Uma das coisas que, sinceramente, eu acho mais cacete no meio ocultista é essa necessidade quase doentia por solenidade. Calma, calma… Não estou me referindo a ritualísticas e coisa e tal. Estou me referindo ao dia a dia, à vida fora dos templos e círculos mágicos. Quer dizer, você sabe que existe uma vida fora dos templos e círculos mágicos, não sabe?

De uma forma ou de outra. Junte dois ocultistas e você vai ter um verdadeiro dicionário de conjugações verbais na segunda pessoa. Isso, fora a verdadeira coleção de relações familiares, tanto em português quanto em latim. Preferencialmente em latim. Quando vamos para o meio das redes sociais, então, chega às raias do caricato. Dá para ver o pessoal se esforçando loucamente para usar as palavras mais complicadas, as citações dos livros mais profundos.

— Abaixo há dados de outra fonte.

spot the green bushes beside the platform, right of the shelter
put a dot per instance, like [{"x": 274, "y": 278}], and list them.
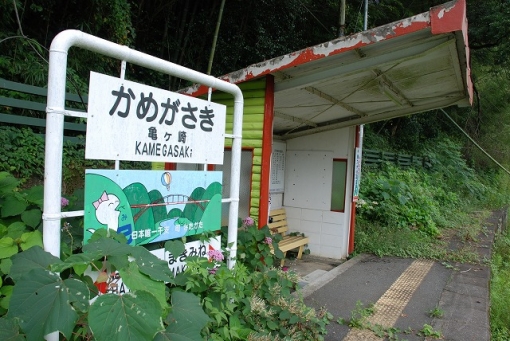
[{"x": 408, "y": 211}]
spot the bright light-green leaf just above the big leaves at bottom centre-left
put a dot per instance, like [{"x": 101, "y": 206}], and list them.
[{"x": 135, "y": 280}]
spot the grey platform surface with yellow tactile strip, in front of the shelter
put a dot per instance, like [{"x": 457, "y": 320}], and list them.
[{"x": 404, "y": 292}]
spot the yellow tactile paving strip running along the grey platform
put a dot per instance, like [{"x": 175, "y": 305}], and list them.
[{"x": 391, "y": 304}]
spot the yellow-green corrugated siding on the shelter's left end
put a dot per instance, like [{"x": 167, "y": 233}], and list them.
[{"x": 253, "y": 125}]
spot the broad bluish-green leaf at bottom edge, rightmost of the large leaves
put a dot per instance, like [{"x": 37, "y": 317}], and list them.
[{"x": 186, "y": 319}]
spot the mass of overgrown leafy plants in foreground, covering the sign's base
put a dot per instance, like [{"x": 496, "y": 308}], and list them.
[{"x": 40, "y": 293}]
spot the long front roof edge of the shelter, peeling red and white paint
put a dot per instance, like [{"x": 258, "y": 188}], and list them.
[{"x": 333, "y": 47}]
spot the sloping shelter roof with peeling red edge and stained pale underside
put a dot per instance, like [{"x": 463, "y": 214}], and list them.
[{"x": 409, "y": 66}]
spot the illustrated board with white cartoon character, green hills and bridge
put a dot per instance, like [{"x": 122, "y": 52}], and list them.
[{"x": 151, "y": 206}]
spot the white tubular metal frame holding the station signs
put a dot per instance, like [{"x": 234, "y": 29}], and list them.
[{"x": 56, "y": 111}]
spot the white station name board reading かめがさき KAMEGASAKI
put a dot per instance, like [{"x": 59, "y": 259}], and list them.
[{"x": 136, "y": 122}]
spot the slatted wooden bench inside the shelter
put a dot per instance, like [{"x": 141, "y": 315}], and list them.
[{"x": 278, "y": 225}]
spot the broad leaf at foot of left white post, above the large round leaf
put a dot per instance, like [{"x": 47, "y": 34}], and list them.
[{"x": 33, "y": 258}]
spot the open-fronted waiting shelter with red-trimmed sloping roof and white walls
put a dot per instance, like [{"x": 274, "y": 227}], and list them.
[{"x": 302, "y": 114}]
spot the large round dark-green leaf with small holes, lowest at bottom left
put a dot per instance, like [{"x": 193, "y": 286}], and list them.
[{"x": 42, "y": 303}]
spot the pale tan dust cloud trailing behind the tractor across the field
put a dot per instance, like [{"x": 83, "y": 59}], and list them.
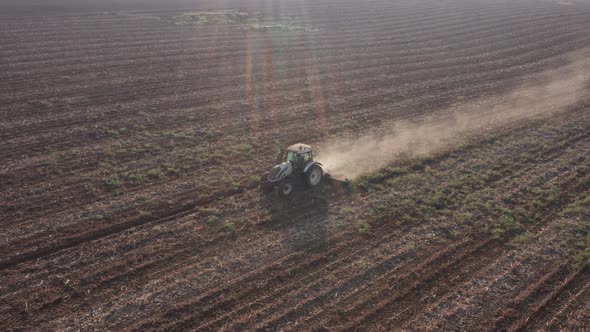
[{"x": 548, "y": 93}]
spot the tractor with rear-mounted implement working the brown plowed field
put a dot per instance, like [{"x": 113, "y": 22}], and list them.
[{"x": 296, "y": 166}]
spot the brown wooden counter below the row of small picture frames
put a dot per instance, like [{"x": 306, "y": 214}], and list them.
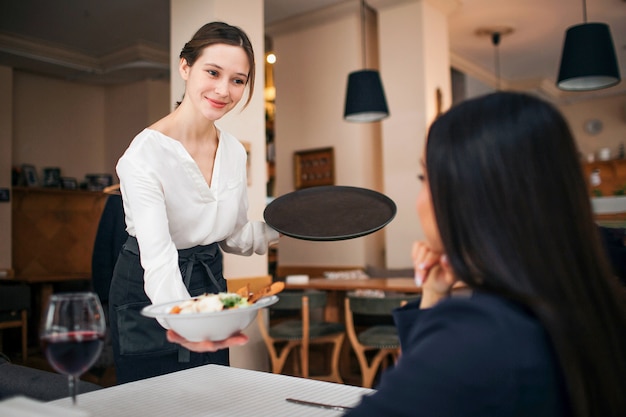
[{"x": 54, "y": 231}]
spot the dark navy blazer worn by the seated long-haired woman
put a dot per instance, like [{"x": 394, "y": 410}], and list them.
[{"x": 476, "y": 355}]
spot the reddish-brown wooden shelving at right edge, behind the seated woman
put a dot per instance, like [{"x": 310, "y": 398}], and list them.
[{"x": 606, "y": 178}]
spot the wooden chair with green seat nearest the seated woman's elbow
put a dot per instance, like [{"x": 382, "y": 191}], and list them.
[{"x": 373, "y": 345}]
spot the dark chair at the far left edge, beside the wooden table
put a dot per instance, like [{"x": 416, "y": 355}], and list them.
[{"x": 14, "y": 308}]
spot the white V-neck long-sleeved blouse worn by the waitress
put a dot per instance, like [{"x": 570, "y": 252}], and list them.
[{"x": 168, "y": 206}]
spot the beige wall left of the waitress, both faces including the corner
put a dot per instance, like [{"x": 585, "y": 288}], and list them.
[{"x": 83, "y": 128}]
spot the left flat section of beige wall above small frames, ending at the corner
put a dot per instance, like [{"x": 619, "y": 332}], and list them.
[{"x": 64, "y": 130}]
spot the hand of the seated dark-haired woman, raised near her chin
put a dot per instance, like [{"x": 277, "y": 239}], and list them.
[{"x": 433, "y": 273}]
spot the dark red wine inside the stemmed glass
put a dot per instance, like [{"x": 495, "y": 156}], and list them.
[{"x": 72, "y": 353}]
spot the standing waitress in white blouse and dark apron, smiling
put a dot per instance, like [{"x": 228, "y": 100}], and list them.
[{"x": 183, "y": 183}]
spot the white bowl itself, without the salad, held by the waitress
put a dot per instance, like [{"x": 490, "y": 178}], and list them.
[{"x": 214, "y": 326}]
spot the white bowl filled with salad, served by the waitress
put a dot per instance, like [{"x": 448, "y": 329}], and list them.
[{"x": 210, "y": 316}]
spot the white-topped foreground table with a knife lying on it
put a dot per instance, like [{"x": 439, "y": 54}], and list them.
[{"x": 215, "y": 390}]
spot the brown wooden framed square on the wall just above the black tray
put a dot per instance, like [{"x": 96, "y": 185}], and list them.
[{"x": 314, "y": 167}]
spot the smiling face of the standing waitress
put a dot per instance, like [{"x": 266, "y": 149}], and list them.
[{"x": 217, "y": 80}]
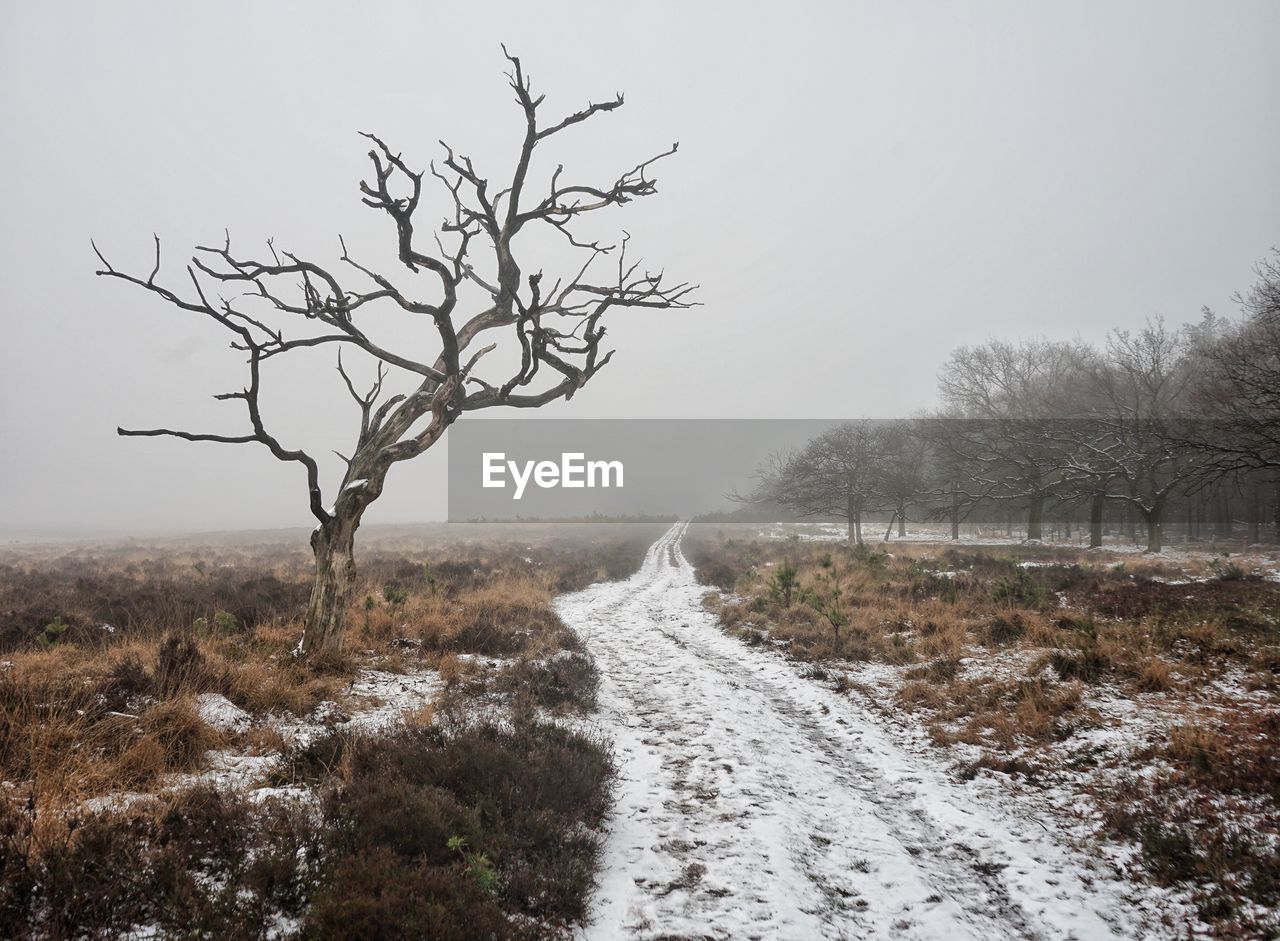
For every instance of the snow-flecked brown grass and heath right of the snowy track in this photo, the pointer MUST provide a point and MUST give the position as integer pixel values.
(1013, 664)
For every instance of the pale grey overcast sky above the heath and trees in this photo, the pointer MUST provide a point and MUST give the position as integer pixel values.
(860, 189)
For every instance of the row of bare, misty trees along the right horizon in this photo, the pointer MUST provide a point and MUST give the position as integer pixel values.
(1155, 432)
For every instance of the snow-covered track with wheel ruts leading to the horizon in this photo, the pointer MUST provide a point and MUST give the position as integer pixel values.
(755, 805)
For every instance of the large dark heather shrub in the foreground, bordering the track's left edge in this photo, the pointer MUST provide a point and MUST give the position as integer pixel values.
(528, 798)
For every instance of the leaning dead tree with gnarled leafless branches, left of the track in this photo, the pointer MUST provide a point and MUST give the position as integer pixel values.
(557, 326)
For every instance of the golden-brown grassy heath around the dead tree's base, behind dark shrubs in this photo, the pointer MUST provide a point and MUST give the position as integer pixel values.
(102, 710)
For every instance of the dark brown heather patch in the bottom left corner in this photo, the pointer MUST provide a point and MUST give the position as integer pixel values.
(204, 865)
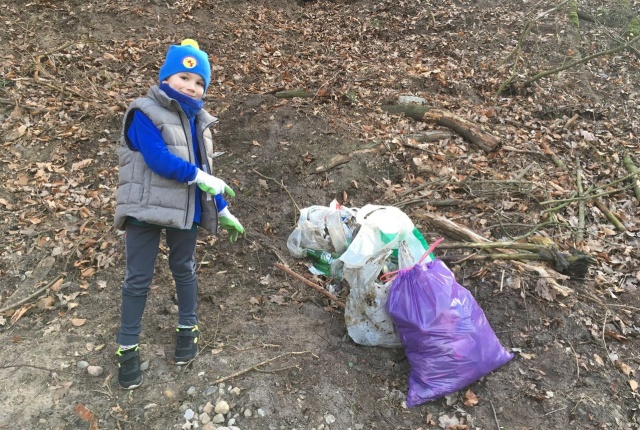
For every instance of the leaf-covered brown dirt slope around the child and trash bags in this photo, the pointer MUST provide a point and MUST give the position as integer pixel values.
(69, 69)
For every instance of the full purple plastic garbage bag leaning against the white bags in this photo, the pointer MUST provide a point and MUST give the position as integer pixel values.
(447, 338)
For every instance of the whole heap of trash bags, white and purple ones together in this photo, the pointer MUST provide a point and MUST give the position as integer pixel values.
(400, 295)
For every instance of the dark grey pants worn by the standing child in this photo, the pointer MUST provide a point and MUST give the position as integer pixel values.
(141, 249)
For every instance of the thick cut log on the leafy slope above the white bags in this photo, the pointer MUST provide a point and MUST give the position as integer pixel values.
(469, 130)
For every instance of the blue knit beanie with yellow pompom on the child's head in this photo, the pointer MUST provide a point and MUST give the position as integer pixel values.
(186, 57)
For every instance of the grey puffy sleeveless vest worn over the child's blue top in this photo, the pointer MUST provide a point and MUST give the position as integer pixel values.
(149, 197)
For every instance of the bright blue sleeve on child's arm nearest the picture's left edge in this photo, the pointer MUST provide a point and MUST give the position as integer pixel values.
(146, 138)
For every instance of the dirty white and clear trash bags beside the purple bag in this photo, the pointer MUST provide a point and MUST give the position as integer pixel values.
(358, 246)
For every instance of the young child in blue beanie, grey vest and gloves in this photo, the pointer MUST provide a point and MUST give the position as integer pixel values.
(165, 183)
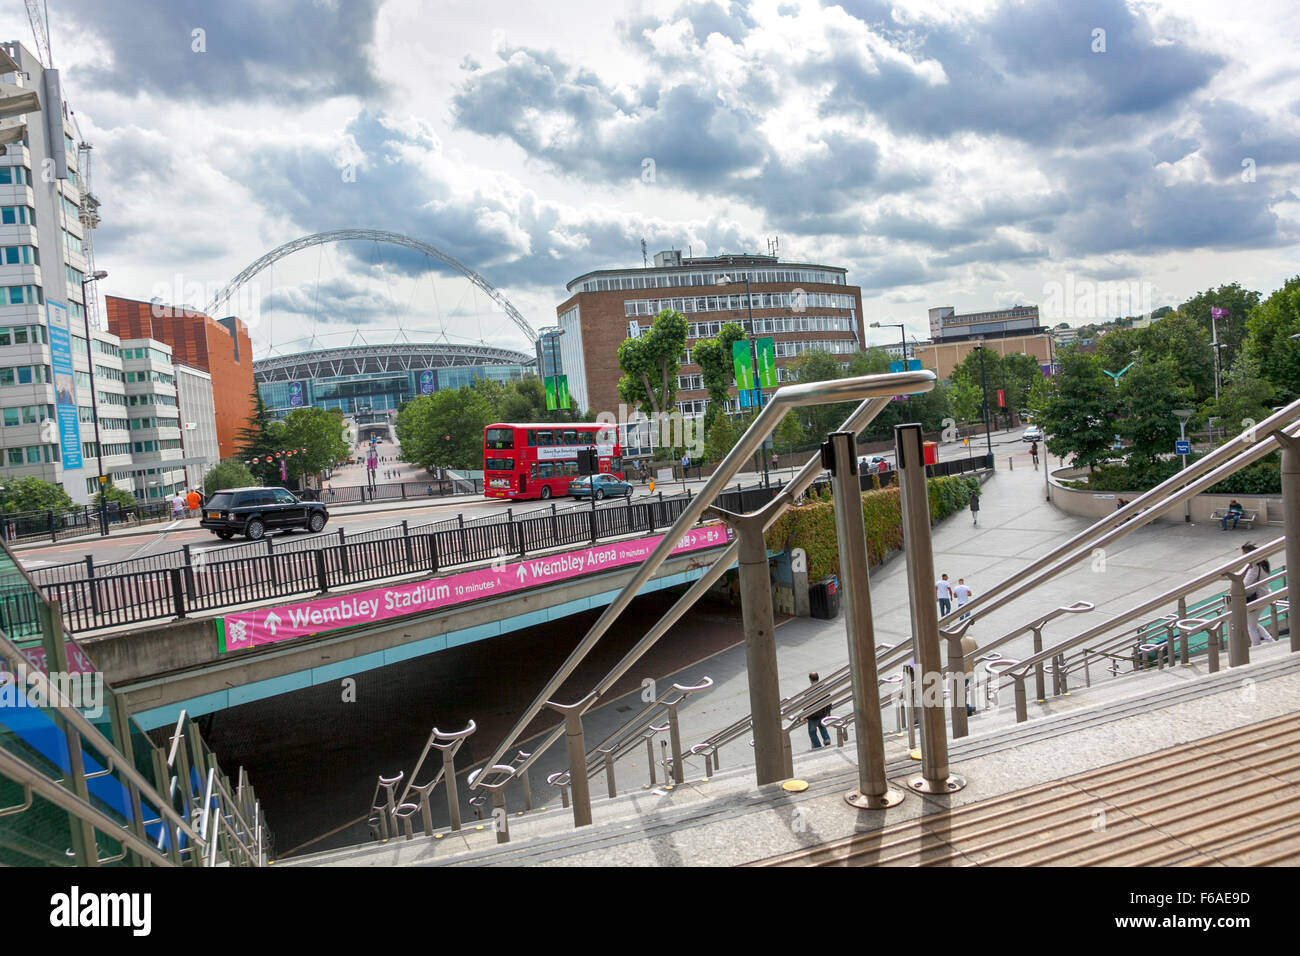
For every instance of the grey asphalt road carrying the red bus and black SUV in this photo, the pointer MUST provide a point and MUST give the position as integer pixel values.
(176, 535)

Chega a dar para ouvir o pessoal escrevendo com aquela voz profunda de oráculos sagrados, devidamente vestidos com seus mantos encapuzados. Cada um tentando se mostrar o mais solene, sério e, portanto, profundamente espiritualizado que consiga.

Gente… Não rola. Ou melhor, não enrola. Mas, infelizmente, temos mesmo essa cultura de que a espiritualidade está na seriedade absoluta, na solenidade e na sisudez. Acabamos esquecendo mesmo do riso, da brincadeira, do pensamento livre. Já reparou que a imagem do sábio é sempre a de um velho homem de longas barbas brancas? Normalmente como uma cara tão amarrada que dá até medo?

Isso reflete um conceito, um conceito bem antigo (que tem gente que até chamaria de patriarcal), de que o conhecimento só podia ser obtido intelectualmente. Por isso a imagem do velho: uma vida inteira de estudos profundos e comprometidos. E só quem estudava eram homens. Portanto, um velho de longas barbas. A parte da cara amarrada acho que é porque, como ele não curtia a vida, ficou de mau humor.

Obviamente, essa era a… podemos chamar de realidade?… lá pelos idos de 1.600 e Dom João Charuto. Uma época em que, de fato, as regras sociais só permitiam (majoritariamente falando) homens tivessem acesso a estudos. Homens ricos, claro, que não precisavam fazer mais nada da vida. Mas, convenhamos, essa é ainda a nossa realidade? Século XXI! Google, telefones espertinhos e tudo o mais? Feminismo, movimentos LGBT e uma sociedade inteira buscando se reformar. Enquanto isso, nós, a patotinha ocultista, ainda querendo viver naquele mundo do Charuto! Ou, pelo menos, dar uma baita impressão de que ainda vivemos. Caiamos na real. Hoje qualquer um pode ter acesso a conhecimentos que só aqueles ditos senhores sisudos tinham. O conhecimento, para usar uma dessas palavras bacanas, se universalizou. Não precisa mais ser algo restrito a uns e outros, que precisavam, as vezes, esperar anos e anos para conseguir um livro específico ou encontrar aquele ritual bacana que estava procurando.

Hoje em dia estamos levando um tapa na cara é da garotada. É, as crianças. Essa patotinha pega um celular, um computador e sai usando sem se preocupar com manual. Tá, a gente também não se preocupa com manuais, mas você entendeu. Vivemos uma nova era, com novos valores e conceitos. Gostamos de nos colocar em um Novo Eon mas queremos ter valores e atitudes do anterior. Não é um pouco contraditório? Precisamos mesmo mudar esses conceitos. Temos de entender que há sabedoria, sim, na imagem do velho sábio falando coisas esquisitas com pompa e circunstância, mas que também há muita, muita sabedoria na criança, no espontâneo, no simples. Afinal, não é o Louco a primeira e a última carta dos Arcanos Maiores?

Então, gente, por favor… Vamos deixar um pouco de lado essa pose de Sábios Heremitas na Internet e vamos relaxar um pouco pelo menos. Vamos falar de forma simples, para que sejamos entendidos, não para que pareçamos sábios e misteriosos. Vamos aprender a rir, principalmente de nós mesmos. Enfim, vamos nos permitir ser essa Criança Coroada e Vitoriosa ao invés de um bando de chatos.